There are very few articles in the scientific literature in which one does not feel the need to change a single word and Cabibbo’s is definitely one of them

CP symmetry violations observed experimentally had no place in the two-generation scheme (four quarks, four leptons) but found an elegant description by Makoto Kobayashi and Toshihide Maskawa in the extension to three generations. Quark mixing introduced by Cabibbo is now described by a three-by-three unitary matrix known in the literature as the Cabibbo–Kobayashi–Maskawa (CKM) matrix. In the past 50 years the CKM scheme has been confirmed with ever increasing accuracy by a plethora of measurements and impressive theoretical predictions (see “Testing quark mixing” figure). Major achievements have been obtained in the studies of charm- and beauty-particle decays and mixing. The CKM paradigm remains a great success in predicting weak processes and in our understanding of the sources of CP violation in our universe. 
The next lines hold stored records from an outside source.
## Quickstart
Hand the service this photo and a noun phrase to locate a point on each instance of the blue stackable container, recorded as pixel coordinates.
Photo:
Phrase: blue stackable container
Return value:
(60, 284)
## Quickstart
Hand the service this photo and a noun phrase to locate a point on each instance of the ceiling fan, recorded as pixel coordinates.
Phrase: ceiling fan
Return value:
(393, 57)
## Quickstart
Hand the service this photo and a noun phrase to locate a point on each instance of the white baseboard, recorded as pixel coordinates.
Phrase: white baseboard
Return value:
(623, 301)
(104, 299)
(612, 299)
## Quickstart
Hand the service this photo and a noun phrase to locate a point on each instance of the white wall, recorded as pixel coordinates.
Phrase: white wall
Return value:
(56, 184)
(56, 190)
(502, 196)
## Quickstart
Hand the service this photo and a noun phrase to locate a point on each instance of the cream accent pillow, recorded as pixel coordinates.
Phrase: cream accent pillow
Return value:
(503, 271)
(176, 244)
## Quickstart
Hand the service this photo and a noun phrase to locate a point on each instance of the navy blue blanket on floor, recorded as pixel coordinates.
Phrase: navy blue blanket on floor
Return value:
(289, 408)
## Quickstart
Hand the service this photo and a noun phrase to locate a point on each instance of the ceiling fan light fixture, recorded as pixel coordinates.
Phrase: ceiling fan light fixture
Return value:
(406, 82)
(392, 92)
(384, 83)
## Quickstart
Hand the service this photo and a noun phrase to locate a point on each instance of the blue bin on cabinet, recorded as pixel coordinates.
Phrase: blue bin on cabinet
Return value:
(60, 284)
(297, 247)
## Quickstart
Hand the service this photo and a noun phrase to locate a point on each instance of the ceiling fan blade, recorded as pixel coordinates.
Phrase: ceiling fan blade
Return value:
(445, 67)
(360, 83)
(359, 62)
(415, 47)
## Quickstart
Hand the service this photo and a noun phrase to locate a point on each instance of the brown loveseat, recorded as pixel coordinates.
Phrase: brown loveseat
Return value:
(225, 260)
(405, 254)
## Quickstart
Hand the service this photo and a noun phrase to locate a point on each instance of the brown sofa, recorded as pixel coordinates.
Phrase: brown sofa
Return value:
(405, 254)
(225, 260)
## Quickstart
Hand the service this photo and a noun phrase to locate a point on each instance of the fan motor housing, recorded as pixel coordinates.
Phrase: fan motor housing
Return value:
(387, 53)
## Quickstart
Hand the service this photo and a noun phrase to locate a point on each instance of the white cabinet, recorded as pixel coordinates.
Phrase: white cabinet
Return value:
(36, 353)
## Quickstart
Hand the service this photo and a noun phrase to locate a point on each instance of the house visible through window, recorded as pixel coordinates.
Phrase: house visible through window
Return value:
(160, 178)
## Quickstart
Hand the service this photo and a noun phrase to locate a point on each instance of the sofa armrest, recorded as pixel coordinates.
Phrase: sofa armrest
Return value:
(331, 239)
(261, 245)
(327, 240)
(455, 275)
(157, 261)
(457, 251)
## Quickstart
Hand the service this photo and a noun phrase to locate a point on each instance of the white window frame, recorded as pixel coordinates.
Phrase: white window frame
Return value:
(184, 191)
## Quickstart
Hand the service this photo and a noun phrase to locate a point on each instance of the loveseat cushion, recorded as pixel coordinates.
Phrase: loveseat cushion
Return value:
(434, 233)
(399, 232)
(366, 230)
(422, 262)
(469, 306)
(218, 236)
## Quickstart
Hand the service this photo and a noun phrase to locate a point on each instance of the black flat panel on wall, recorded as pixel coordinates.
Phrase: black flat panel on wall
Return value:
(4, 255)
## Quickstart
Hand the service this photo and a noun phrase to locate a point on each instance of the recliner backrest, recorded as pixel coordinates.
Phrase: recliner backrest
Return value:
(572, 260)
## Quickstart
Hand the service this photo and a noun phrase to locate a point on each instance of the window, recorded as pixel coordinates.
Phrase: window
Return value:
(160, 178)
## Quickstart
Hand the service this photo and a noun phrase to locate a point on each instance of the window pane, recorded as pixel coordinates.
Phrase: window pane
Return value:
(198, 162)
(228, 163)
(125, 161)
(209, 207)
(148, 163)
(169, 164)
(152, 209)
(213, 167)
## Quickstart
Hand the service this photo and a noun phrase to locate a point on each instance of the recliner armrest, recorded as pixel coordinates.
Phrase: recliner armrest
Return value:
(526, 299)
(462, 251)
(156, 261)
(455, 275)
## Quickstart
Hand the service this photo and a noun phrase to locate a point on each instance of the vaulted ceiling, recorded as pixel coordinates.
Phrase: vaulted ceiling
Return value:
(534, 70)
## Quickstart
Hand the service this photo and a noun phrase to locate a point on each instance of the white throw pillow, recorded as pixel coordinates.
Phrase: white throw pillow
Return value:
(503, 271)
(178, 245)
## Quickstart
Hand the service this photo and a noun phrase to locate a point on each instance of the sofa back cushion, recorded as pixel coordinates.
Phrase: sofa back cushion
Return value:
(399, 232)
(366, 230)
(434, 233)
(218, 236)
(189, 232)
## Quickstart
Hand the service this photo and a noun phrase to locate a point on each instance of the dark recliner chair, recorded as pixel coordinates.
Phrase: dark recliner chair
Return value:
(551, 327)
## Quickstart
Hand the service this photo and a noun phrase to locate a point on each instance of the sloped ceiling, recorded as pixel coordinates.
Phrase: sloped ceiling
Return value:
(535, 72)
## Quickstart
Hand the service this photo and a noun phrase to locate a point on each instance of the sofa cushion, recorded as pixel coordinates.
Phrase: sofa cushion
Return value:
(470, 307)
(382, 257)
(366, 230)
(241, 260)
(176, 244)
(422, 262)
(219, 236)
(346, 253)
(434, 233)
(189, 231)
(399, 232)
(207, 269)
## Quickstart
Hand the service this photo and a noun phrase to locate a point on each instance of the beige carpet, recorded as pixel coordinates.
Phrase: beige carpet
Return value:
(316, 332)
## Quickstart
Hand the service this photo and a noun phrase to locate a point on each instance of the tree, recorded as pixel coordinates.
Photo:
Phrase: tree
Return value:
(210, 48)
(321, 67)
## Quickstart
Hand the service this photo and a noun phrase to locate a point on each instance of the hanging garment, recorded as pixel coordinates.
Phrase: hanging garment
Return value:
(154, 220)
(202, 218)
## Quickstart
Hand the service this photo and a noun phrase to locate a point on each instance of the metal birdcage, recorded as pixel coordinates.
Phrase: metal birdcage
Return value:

Nicola Cabibbo passed away in 2010. The authoritative book by Abraham Pais, in its chronology, cites the Cabibbo theory among the most important developments in post-war particle physics. In the History of CERN, Jean Iliopoulos writes: “There are very few articles in the scientific literature in which one does not feel the need to change a single word and Cabibbo’s is definitely one of them. With this work, he established himself as one of the leading theorists in the domain of weak interactions.”